## A bicriterion traveling salesman problem

##### Resumen

A Bicriterion Traveling Salesman Problem (BCTSP) is introduced. The problems considered include both a cost matrix and a time matrix, and the objective is to minimize both cost and time. A set of undominated solutions will be found by solving the BCTSP. Several exact solution approaches: Best-k-Optimal algorithm (KB^3), Double-Bound Branch-and-Bound (DB^3) algorithm and Double-Optimal-Bound Branch-and-Bound (DOB^3) algorithm are introduced to solve the two-objective traveling salesman problem exactly.

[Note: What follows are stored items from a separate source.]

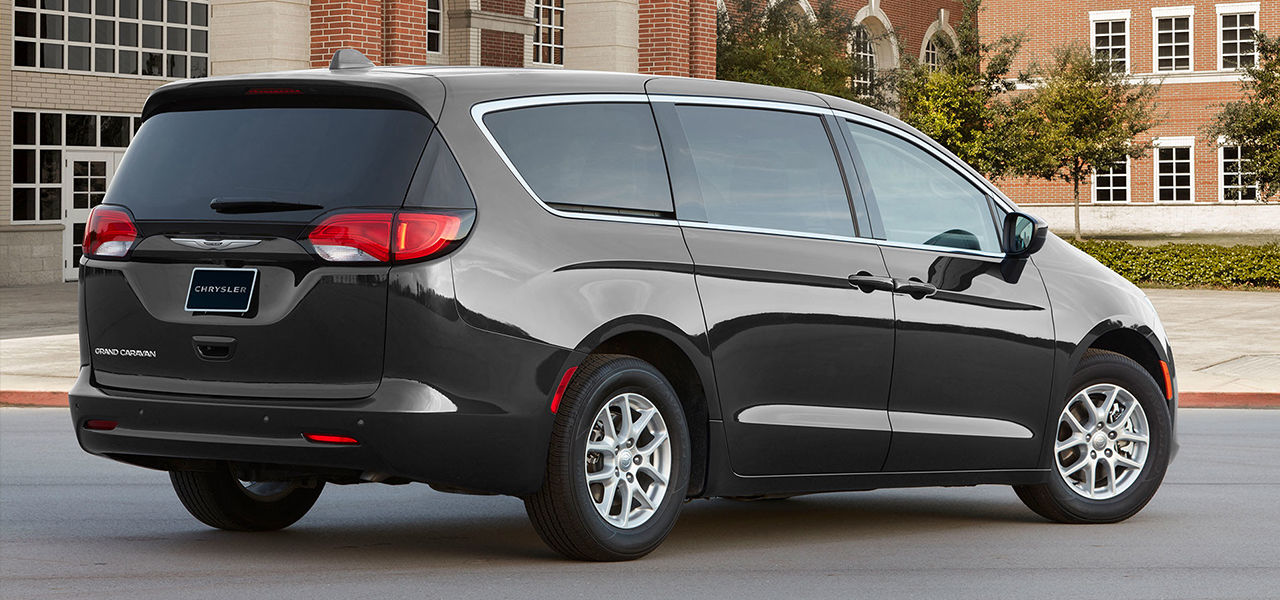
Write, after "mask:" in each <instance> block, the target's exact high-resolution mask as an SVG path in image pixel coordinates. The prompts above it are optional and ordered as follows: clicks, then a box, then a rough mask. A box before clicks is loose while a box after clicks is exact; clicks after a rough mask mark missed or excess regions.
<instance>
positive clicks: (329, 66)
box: [329, 47, 374, 70]
mask: <svg viewBox="0 0 1280 600" xmlns="http://www.w3.org/2000/svg"><path fill="white" fill-rule="evenodd" d="M372 67H374V61H372V60H369V58H367V56H365V55H364V54H360V50H356V49H351V47H344V49H339V50H338V51H337V52H333V60H330V61H329V70H339V69H369V68H372Z"/></svg>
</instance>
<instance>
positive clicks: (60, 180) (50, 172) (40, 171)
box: [40, 150, 63, 183]
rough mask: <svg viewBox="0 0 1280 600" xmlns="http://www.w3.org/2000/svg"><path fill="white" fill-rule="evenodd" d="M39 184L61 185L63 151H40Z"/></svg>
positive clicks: (62, 169)
mask: <svg viewBox="0 0 1280 600" xmlns="http://www.w3.org/2000/svg"><path fill="white" fill-rule="evenodd" d="M40 183H63V151H61V150H41V151H40Z"/></svg>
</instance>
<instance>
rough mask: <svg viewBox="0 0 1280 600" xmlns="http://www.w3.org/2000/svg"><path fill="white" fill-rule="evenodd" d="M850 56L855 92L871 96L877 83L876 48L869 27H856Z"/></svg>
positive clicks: (850, 42)
mask: <svg viewBox="0 0 1280 600" xmlns="http://www.w3.org/2000/svg"><path fill="white" fill-rule="evenodd" d="M849 56H850V59H852V78H851V79H852V86H854V92H856V93H859V95H863V96H865V95H869V93H870V92H872V86H873V84H874V83H876V68H877V67H876V46H874V45H873V42H872V32H870V29H868V28H867V26H861V24H859V26H855V27H854V36H852V40H851V41H850V46H849Z"/></svg>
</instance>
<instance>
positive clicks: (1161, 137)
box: [1151, 136, 1196, 205]
mask: <svg viewBox="0 0 1280 600" xmlns="http://www.w3.org/2000/svg"><path fill="white" fill-rule="evenodd" d="M1151 143H1152V146H1155V148H1156V151H1155V152H1153V156H1152V161H1151V174H1152V180H1151V189H1152V200H1153V201H1155V202H1156V203H1161V205H1193V203H1196V136H1179V137H1161V138H1156V139H1152V141H1151ZM1160 148H1190V152H1188V160H1189V161H1190V165H1192V171H1190V179H1192V184H1190V198H1189V200H1160Z"/></svg>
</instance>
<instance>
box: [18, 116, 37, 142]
mask: <svg viewBox="0 0 1280 600" xmlns="http://www.w3.org/2000/svg"><path fill="white" fill-rule="evenodd" d="M13 143H15V145H22V146H29V145H35V143H36V114H35V113H14V114H13Z"/></svg>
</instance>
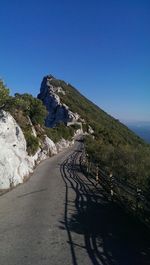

The DB^3 algorithm is based on Little's branch-and-bound algorithm (Little et al. 1963). Little's algorithm is one of the efficient exact solution approaches for the single objective TSP. In this study, we are dealing with the bicriterion TSP in which there are two objectives (bounds) to be considered. Therefore, Little's algorithm has to be modified to carry two bounds in every branch and node.
The KB^3 algorithm is extended from solving the standard TSP. Instead of stopping when the optimal solution has been found, this algorithm finds an ordered list of the best k optimal solutions to the cost problem with the associated time values and the best k optimal solutions to the time problem with the associated cost values. The decision maker then can make his decision and choose the best alternative from these two sets of solutions.
The exact solution methods can solve the BCTSP exactly and efficiently for problem size n < 14. In the case of n > 14, it appeared that all exact methods become prohibitive because of excessive computer memory and computational time. Therefore, a statistical Monte Carlo simulation which uses the maximum saving 3-opt. tour improvement method to solve the BCTSP approximately has been developed. A performance evaluation scheme for the approximate solutions is discussed.
The approximate solution method assumes the possible sequences follow the bivariate normal distribution, and uses the first-order statistics and autocorrelation to determine termination rules which produce results close to optimal. This algorithm is very efficient compared to the exact solution methods.